As a linguistic translator, the Guacamayo operates in a somewhat comparable fashion to embody the exercises in aggressive cultural and linguistic diplomacy undertaken by Latin America's vanguardist writers with a vernacular agenda. In recuperating an ancestral voice and linguistic essences, these writers appealed to romantic models of cultural nationalism that affirmed the unisonant differences of specific Latin American identities. But pursuing linguistic dissonance and incorrectness promoted a different kind of cultural translation. Drawing on a variety of alien languages and speaking always with quotation marks, these writers, like the Guacamayo, sought to shift the site of "universality" from Cuculcán's imperial palace of linguistic purity to the contentious and contagious Mayan marketplace of literary and linguistic exchange.
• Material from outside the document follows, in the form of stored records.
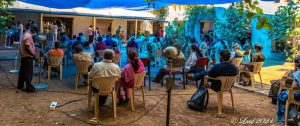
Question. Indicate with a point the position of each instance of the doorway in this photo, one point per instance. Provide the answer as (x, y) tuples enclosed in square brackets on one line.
[(68, 22)]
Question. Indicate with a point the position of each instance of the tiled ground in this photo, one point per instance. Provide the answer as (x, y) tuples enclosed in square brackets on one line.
[(272, 70)]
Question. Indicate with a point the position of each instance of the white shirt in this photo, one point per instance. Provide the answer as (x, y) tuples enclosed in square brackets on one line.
[(21, 28), (54, 28), (192, 60), (105, 68), (181, 55)]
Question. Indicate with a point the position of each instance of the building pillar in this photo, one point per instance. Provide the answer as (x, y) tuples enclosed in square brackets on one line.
[(197, 30), (41, 23), (136, 28), (94, 23)]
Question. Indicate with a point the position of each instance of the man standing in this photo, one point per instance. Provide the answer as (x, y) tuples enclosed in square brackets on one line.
[(21, 30), (27, 54), (225, 68), (118, 32), (91, 33), (54, 29), (105, 68)]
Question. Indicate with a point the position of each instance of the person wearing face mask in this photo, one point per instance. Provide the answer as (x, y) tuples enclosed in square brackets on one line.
[(27, 54), (224, 68)]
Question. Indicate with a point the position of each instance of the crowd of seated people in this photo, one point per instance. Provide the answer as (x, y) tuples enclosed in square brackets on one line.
[(134, 66)]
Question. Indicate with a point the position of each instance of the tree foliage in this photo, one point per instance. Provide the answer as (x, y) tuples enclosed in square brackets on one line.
[(252, 11), (175, 30), (284, 22), (5, 16), (284, 31), (161, 13), (234, 27), (199, 12)]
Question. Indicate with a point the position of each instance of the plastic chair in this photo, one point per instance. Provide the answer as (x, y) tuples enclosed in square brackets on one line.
[(55, 61), (146, 62), (117, 59), (290, 100), (82, 69), (158, 55), (106, 86), (180, 62), (100, 54), (138, 84), (256, 70), (202, 62), (237, 61), (227, 83)]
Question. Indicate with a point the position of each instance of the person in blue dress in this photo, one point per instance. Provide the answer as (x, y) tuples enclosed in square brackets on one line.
[(283, 95)]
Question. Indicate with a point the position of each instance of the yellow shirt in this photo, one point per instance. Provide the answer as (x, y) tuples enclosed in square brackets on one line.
[(105, 68)]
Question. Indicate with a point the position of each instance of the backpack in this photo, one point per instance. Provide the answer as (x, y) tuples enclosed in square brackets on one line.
[(199, 100)]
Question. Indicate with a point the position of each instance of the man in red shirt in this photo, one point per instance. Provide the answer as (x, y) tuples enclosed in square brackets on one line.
[(161, 32), (27, 54), (56, 51)]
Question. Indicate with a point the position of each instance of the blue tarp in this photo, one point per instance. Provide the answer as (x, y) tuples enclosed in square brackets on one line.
[(129, 4)]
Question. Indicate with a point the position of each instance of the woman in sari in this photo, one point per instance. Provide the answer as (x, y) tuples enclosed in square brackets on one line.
[(134, 66)]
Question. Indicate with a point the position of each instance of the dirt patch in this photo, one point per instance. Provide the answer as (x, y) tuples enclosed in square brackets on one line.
[(23, 109)]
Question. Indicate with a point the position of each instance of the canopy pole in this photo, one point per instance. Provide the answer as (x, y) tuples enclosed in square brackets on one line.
[(94, 23), (135, 28), (41, 23)]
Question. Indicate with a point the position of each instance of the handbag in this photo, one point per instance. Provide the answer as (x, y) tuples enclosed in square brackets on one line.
[(199, 100)]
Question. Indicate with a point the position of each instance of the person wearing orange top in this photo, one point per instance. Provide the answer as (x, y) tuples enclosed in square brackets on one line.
[(56, 51)]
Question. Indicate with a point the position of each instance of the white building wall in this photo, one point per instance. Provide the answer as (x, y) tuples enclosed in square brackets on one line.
[(81, 24), (176, 13), (119, 22)]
Like the Guacamayo, furthermore, they sought not only to communicate among themselves but also to spread their alien words into a Cuculcán-like all-encompassing domain with its claims to a universal language and to needle and discomfit all participants in the literary marketplace. Their impure words demanded that listeners and readers take notice of the persistent foreignness of many languages and of the untamed and abiding cultural differences to and of which they speak.